Talentierte Geschwister: 13-Jährige kickt in Merzbacher C-Jugend

Talentierte Geschwister : 13-Jährige kickt in Merzbacher C-Jugend

Das ganze Leben ist ein Wettstreit - erst recht, wenn drei Geschwister die gleiche Leidenschaft teilen: Fußball. In Merzbach spielen drei Geschwister in einer Mannschaft. Und ausgerechnet die 13 Jahre alte Muriel, genannt Mu, haben die Talentscouts ganz oben auf dem Zettel.

Wenn der Schiedsrichter laut den Nachnamen „Bey!“ ruft, drehen sich in der Merzbacher C-Jugend in dieser Saison gleich drei Spieler um: Die jungen Fußballer Emil, Muriel und Joshua. Nur mit jeweils einem Jahr Abstand geboren, sorgen die drei regelmäßig für verwirrte Gesichter bei den Unparteiischen.

Mutter Annette Bey klärt auf, wie es dazu kam: „Unser Jüngster Emil saß noch im Kinderwagen, da waren wir schon auf dem Platz. Die Leidenschaft am Fußball haben alle drei sehr früh entwickelt.“ Aufgrund der Altersstruktur der Jugendmannschaften des Sportvereins sei es dann sinnvoll gewesen, die beiden 12 und 14 Jahre alten Jungs und die 13-jährige Muriel in ein Team zu packen.

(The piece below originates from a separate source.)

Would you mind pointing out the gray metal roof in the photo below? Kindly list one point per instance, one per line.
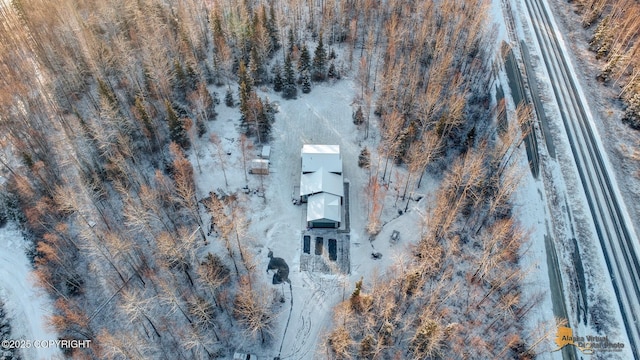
(316, 157)
(324, 206)
(321, 181)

Ob es da nicht zu Reibereien zwischen den Dreien kommt? „Alles im verträglichen Rahmen, das gehört ja auch zum Sport dazu“, erklärt der Vater Pit Bey. Für Emil, den jüngsten der Bande, ist jedenfalls klar: „Ich bin sowieso der Beste.“ Doch nicht nur das Selbstbewusstsein des Jüngsten, sondern auch Muriels spielerisches Können profitiert vom gemeinsamen Einsatz der Geschwister.

„Als einziges Mädchen im Team verbessern sich ihr Tempo, Zweikampfverhalten und Körpereinsatz deutlich. Das gemeinsame Training ist nur bis zu einem Alter von etwa 16 Jahren sinnvoll, doch auch die aus unserem Verein stammende Vanessa Zilligen, jetzt Bundesligaspielerin, hat von dem Vergleich mit den Jungs profitiert“, erläutert Jugendleiter Jochen Bois.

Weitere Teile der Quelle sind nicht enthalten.